One of those associations is Hommes Visionnaires pour la Nature, or “Visionary Men for Nature.” It was created to raise awareness among local populations about land rights and to help individuals assert land rights under Congolese law.

“The idea of creating the association sprang up in our mind as we couldn’t sit back and allow the continued rise in land inheritance-based conflicts,” says Bujiri Georges, coordinator of the group, which is mediating cases for married women who assert their rights.

The awareness-raising efforts are publicized through radio broadcasts and television programs, panel discussions in different neighborhoods and even door-to-door campaigns.
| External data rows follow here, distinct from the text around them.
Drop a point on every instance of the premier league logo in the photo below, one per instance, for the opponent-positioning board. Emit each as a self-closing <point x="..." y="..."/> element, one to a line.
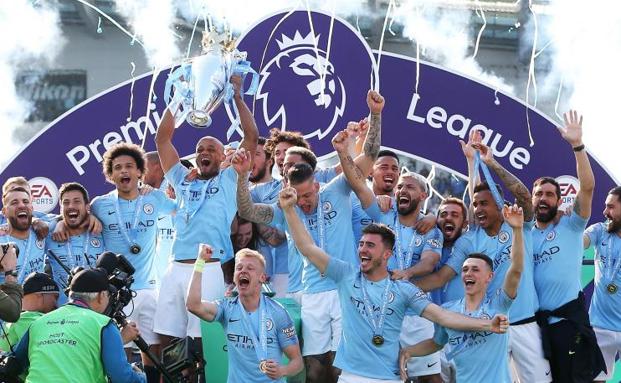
<point x="550" y="236"/>
<point x="308" y="70"/>
<point x="308" y="83"/>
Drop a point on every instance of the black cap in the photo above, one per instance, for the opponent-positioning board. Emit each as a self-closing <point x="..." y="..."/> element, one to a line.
<point x="89" y="281"/>
<point x="39" y="283"/>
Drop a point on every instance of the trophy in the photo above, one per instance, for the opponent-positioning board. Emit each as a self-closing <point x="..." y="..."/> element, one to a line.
<point x="201" y="83"/>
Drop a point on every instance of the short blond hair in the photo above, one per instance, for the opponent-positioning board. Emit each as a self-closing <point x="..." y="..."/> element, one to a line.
<point x="15" y="181"/>
<point x="248" y="253"/>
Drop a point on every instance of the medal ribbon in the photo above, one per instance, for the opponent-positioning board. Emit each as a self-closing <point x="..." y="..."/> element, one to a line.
<point x="136" y="217"/>
<point x="321" y="229"/>
<point x="403" y="261"/>
<point x="614" y="263"/>
<point x="377" y="327"/>
<point x="190" y="213"/>
<point x="454" y="351"/>
<point x="20" y="275"/>
<point x="259" y="341"/>
<point x="76" y="258"/>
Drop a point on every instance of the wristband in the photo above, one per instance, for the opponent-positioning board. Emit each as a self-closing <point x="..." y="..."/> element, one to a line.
<point x="199" y="265"/>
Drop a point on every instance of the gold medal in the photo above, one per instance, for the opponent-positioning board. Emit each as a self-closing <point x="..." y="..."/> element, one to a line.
<point x="263" y="366"/>
<point x="377" y="340"/>
<point x="612" y="288"/>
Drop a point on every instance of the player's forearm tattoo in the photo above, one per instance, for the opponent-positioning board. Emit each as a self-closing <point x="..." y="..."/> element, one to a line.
<point x="353" y="168"/>
<point x="374" y="135"/>
<point x="516" y="187"/>
<point x="271" y="235"/>
<point x="247" y="209"/>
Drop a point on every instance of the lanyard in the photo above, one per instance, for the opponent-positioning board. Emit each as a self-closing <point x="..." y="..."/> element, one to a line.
<point x="488" y="178"/>
<point x="136" y="218"/>
<point x="20" y="275"/>
<point x="466" y="340"/>
<point x="321" y="229"/>
<point x="376" y="326"/>
<point x="614" y="263"/>
<point x="403" y="260"/>
<point x="76" y="258"/>
<point x="276" y="186"/>
<point x="259" y="341"/>
<point x="190" y="213"/>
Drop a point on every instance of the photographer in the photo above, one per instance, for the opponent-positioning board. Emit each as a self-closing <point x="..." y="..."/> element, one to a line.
<point x="40" y="296"/>
<point x="10" y="292"/>
<point x="77" y="343"/>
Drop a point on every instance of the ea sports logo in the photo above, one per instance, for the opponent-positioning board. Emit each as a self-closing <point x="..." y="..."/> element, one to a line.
<point x="314" y="87"/>
<point x="44" y="194"/>
<point x="569" y="190"/>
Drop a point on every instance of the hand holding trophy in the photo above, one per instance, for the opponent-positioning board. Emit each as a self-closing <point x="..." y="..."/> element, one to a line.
<point x="201" y="83"/>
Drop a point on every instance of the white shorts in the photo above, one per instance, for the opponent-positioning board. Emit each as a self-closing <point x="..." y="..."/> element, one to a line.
<point x="449" y="371"/>
<point x="321" y="322"/>
<point x="297" y="297"/>
<point x="610" y="344"/>
<point x="526" y="354"/>
<point x="413" y="330"/>
<point x="347" y="377"/>
<point x="279" y="283"/>
<point x="172" y="318"/>
<point x="141" y="311"/>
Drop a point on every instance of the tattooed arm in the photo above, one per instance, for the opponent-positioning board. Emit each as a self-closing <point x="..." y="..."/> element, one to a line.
<point x="572" y="133"/>
<point x="271" y="235"/>
<point x="343" y="143"/>
<point x="254" y="212"/>
<point x="374" y="134"/>
<point x="511" y="182"/>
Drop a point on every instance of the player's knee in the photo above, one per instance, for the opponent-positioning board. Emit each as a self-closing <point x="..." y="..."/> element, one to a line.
<point x="435" y="378"/>
<point x="316" y="366"/>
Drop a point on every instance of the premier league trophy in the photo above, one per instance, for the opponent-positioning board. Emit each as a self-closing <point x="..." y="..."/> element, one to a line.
<point x="201" y="83"/>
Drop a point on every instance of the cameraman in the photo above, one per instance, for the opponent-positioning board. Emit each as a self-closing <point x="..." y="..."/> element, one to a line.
<point x="76" y="343"/>
<point x="10" y="292"/>
<point x="40" y="296"/>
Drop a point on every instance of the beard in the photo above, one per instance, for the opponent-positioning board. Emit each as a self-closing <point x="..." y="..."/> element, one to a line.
<point x="259" y="176"/>
<point x="18" y="225"/>
<point x="613" y="225"/>
<point x="549" y="216"/>
<point x="408" y="209"/>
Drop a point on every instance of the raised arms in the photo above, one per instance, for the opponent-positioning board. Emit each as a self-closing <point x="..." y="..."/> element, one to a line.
<point x="303" y="240"/>
<point x="572" y="133"/>
<point x="254" y="212"/>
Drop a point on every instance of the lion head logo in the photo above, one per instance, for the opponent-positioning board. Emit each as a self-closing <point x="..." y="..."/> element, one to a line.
<point x="314" y="88"/>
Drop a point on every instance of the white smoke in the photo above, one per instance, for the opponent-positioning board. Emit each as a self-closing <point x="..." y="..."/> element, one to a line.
<point x="241" y="14"/>
<point x="32" y="40"/>
<point x="445" y="35"/>
<point x="586" y="42"/>
<point x="153" y="23"/>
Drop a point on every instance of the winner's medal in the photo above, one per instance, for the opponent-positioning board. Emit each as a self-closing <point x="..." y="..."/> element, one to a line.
<point x="377" y="326"/>
<point x="378" y="340"/>
<point x="612" y="288"/>
<point x="263" y="366"/>
<point x="130" y="232"/>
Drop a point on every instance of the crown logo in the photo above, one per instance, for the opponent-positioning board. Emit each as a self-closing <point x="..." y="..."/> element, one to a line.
<point x="287" y="42"/>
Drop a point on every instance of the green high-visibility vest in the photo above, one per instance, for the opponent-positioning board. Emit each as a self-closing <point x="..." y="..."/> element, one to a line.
<point x="65" y="346"/>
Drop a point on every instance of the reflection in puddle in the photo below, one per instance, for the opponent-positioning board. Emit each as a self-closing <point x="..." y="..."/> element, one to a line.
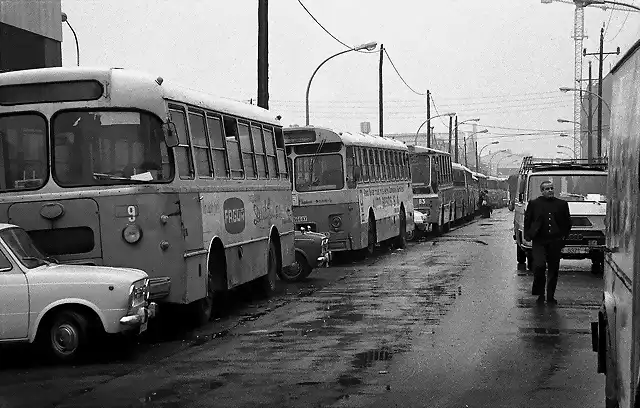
<point x="368" y="358"/>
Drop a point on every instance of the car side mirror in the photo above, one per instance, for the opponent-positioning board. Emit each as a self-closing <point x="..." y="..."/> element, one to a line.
<point x="170" y="134"/>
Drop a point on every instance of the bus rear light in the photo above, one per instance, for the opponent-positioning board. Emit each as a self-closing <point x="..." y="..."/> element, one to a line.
<point x="132" y="233"/>
<point x="336" y="222"/>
Salumu says the group’s activities helped convince her to assert her legal rights.

“I initially bought into the belief that I was never meant to inherit a portion in our deceased mother’s estate,” Salumu says. “And you know what? Today, I’ve come to realize that my brothers were wrong.”

The association works in partnership with the government and resolves 15–20 inheritance-related conflicts every month. If the association is unable to resolve a conflict, the conflict is referred for further legal action.

Salumu’s dispute is one of 15 conflicts the association dealt with in April. When the office is apprised of a complaint, the association’s coordinator sends two of its six mediators to collect testimonies.

Salumu’s brothers often refused to answer phone calls from the mediators, and so did not take part in all the stages of the mediation process. But in the end, the conflict was resolved: Salumu received a portion of her deceased mother’s land.

Remy Rubomboza Mangnat, head of the Land Litigation Department’s legal unit in Rutshuru, says women’s inheritance rights are based in articles 755–800 of DRC’s family code. These stipulate that children – both male and female and born in and out of wedlock – have equal rights to their parents’ estate.

“The law prevails over custom, not custom over law,” he says.

Customarily, women were disenfranchised. Muyaga Abubakale, 72, says that in his grandparents’ time a woman could not inherit land and gained rights only by marrying into another family, thus receiving land and a house from in-laws.

He adds that in his village in Nyarutshuru, when a woman lost her parents she received only a loincloth referred to as “kikwembe ya machozi” in Kiswahili, or “the loincloth that helps ease pain,” as comfort.

Salima Salumu’s elder brother, Jacques, now acknowledges that he erred in blocking his sister’s inheritance.

“I didn’t even know that such a law existed, nor what it addressed,” he says. “But with the association’s awareness-raising campaign, I’ve come to understand that all children are entitled to the whole of their parents’ estate in equal shares.”